Why I Write Fantasy: Primal Influences

Like so many others, it is the tales that captured me as a child that have led me to this place where I declare myself a fantasy writer.

There were fairy tale collections, those of Grimm and Andersen, and the Ladybird Well-Loved Tales series that each came in their own slim-line hard back with wonderful illustrations of a fancifully medieval Jack hastening away from a most angry giant, or the redoubtable little red hen facing off against the sly fox. Other tales of odder ancestry came in old hardback covers, like my favourite – It Happened One Day, which I long ago lost, (and have just bought the 1954 edition online!) but the individual tales still linger strongly in my mind. I loved The Water Babies for its pure escapism and adventure, (I was oblivious to its crude racism as a boy) along with Alice and her Tenniel illustrated adventures.

But what made me a writer of fantasy were these two classics: The Hobbit, and The Chronicles of Narnia. Read and re-read as a child.

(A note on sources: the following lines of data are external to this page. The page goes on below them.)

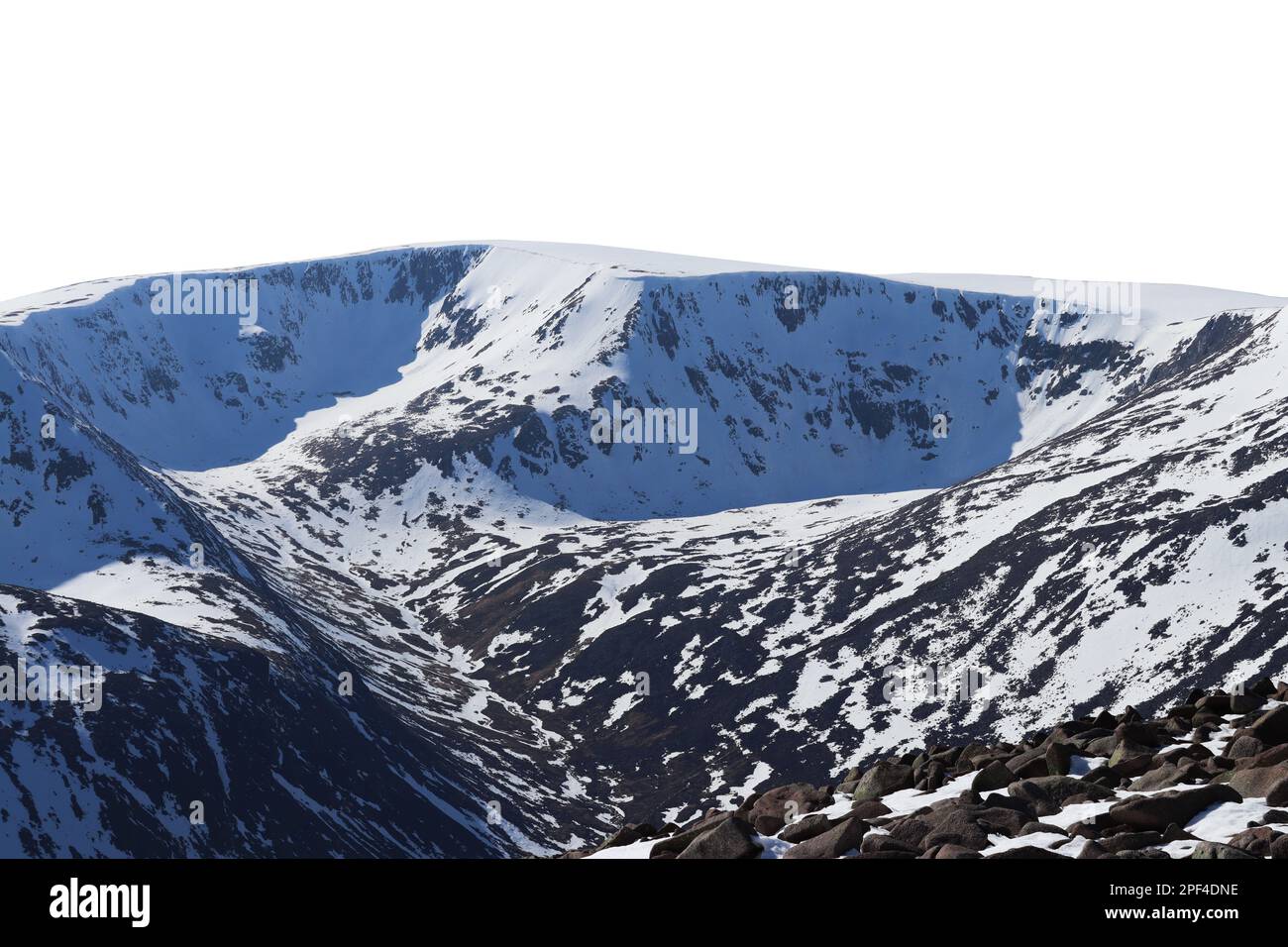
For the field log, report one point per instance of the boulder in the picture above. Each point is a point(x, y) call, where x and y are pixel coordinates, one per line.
point(1271, 727)
point(1059, 758)
point(1256, 841)
point(1162, 777)
point(805, 828)
point(1131, 759)
point(1256, 783)
point(883, 780)
point(776, 806)
point(681, 840)
point(995, 776)
point(1124, 841)
point(833, 843)
point(1215, 849)
point(1177, 805)
point(729, 839)
point(1048, 792)
point(876, 844)
point(1025, 852)
point(627, 835)
point(870, 809)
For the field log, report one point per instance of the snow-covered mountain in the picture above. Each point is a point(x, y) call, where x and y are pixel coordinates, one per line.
point(394, 474)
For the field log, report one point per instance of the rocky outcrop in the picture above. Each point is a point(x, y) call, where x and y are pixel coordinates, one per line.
point(1104, 787)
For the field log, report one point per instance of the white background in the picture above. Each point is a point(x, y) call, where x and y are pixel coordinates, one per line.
point(1094, 141)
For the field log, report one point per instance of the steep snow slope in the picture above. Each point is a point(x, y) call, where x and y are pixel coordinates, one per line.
point(395, 467)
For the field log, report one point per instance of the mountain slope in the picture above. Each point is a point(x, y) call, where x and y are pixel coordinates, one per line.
point(394, 472)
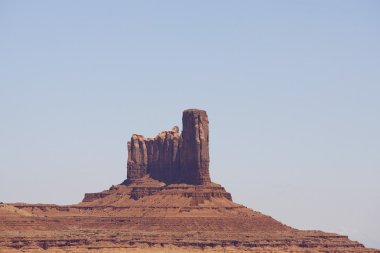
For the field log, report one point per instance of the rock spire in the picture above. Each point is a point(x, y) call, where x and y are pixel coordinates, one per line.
point(172, 157)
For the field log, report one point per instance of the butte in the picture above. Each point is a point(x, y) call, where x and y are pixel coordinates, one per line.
point(168, 203)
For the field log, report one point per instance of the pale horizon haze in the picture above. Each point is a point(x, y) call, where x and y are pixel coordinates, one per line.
point(291, 88)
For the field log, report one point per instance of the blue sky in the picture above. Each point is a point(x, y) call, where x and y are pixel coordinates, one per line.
point(291, 88)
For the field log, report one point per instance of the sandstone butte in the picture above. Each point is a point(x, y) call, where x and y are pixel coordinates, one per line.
point(168, 203)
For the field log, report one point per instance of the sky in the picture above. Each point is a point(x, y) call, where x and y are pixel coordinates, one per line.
point(291, 89)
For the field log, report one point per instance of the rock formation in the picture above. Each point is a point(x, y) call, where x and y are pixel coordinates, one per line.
point(167, 204)
point(171, 157)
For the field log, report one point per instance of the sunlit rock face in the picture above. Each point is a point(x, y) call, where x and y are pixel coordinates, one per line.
point(172, 157)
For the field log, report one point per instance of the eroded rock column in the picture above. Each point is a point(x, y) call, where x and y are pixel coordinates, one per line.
point(194, 147)
point(137, 158)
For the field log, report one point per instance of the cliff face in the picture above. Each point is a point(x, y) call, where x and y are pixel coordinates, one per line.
point(167, 204)
point(172, 157)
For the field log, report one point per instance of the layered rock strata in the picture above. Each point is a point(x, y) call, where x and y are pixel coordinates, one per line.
point(172, 157)
point(167, 204)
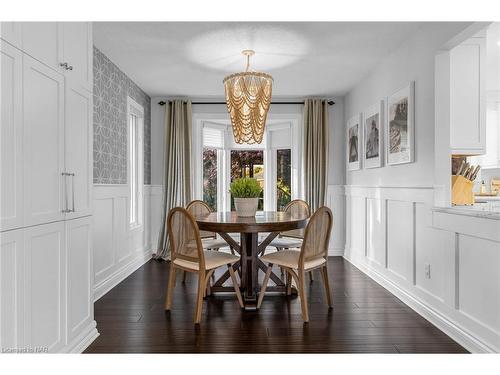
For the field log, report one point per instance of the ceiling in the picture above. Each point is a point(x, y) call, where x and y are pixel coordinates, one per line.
point(305, 58)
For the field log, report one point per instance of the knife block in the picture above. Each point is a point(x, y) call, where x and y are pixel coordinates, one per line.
point(461, 191)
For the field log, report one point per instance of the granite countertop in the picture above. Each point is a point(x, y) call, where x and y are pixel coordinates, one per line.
point(469, 211)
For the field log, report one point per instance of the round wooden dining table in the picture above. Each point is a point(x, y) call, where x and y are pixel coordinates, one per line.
point(249, 247)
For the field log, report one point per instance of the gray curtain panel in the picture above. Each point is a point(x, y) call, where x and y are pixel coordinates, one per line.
point(315, 152)
point(177, 167)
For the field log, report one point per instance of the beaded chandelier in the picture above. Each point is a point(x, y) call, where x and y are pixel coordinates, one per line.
point(248, 97)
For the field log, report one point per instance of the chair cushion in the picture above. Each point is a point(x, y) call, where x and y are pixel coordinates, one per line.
point(290, 259)
point(213, 259)
point(286, 242)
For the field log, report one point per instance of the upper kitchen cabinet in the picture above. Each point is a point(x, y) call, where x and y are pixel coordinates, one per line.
point(63, 46)
point(468, 97)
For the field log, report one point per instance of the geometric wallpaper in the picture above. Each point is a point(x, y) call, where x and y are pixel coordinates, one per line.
point(111, 88)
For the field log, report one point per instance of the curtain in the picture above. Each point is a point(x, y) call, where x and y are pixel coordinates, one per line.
point(315, 152)
point(177, 165)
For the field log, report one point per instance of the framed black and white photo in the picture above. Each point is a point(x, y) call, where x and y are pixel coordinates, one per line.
point(354, 143)
point(373, 136)
point(400, 129)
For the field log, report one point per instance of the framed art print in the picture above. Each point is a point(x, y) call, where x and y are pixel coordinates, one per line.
point(354, 142)
point(373, 136)
point(400, 128)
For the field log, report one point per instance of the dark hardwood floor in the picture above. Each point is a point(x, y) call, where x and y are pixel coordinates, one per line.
point(366, 318)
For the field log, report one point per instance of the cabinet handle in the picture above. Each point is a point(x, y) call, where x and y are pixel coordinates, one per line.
point(73, 192)
point(65, 210)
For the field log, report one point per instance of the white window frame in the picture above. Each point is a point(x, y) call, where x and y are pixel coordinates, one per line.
point(136, 198)
point(294, 121)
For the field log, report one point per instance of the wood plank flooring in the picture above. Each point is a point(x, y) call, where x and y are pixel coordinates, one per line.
point(366, 318)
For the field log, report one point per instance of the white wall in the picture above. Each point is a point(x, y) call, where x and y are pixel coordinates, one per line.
point(391, 233)
point(413, 61)
point(336, 167)
point(118, 250)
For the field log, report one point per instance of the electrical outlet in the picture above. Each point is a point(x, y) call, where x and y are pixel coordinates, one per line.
point(427, 268)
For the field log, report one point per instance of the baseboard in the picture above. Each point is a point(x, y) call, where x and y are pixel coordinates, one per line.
point(449, 327)
point(83, 340)
point(336, 252)
point(117, 277)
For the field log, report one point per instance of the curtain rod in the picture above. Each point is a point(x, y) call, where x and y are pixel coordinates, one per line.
point(330, 102)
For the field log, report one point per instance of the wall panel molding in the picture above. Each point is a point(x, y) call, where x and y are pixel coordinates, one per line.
point(440, 264)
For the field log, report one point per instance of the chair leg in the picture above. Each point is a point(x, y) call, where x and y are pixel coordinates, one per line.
point(170, 287)
point(329, 299)
point(199, 299)
point(299, 279)
point(288, 283)
point(235, 285)
point(264, 285)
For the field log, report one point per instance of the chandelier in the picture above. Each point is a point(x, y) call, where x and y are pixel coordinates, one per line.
point(248, 97)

The idea of wild lands of the imagination, filled with their own history, mystery, and wonders was what captured me then, and still does. With the Narnia books you could indulge in the fantasy of literally leaving this world behind as the Pevensie children did. In the Hobbit, Bilbo was there as your stand-in, with the talk of post offices and tea times a framing that made it seem like Tolkien’s world did, somewhere, blend into our own. In one land you riddled with a dragon, in the other, you became a dragon, complete with regretful tears and a sore arm!

The Hobbit I still adore (though the references to modernity seem much more jarring now), the Chronicles of Narnia strike me as an adult as rather heavy-handed in their allegory, but I love them for the memories they evoke – reading until falling asleep, then waking to read again until I had to fall out of bed and run down the road to school, having put my uniform on and got back into bed to read just a little bit more after wolfing down my breakfast! For years I could only read the first 70 pages of Prince Caspian, as the book had fallen apart and the second half was lost, but still I came back to it, and imagined the ways the story would go, what gaps I could fill between it and The Voyage of the Dawn Treader, my childhood favourite, though The Silver Chair and The Last Battle ran it close.

And try as I might, (and I did), I never quite found my waking way to Narnia or Middle-Earth. But what was born in me was the desire to see other strange lands of the imagination, to read other books like those early classics, and what I found became the second wave of stories that inspired me to write my own.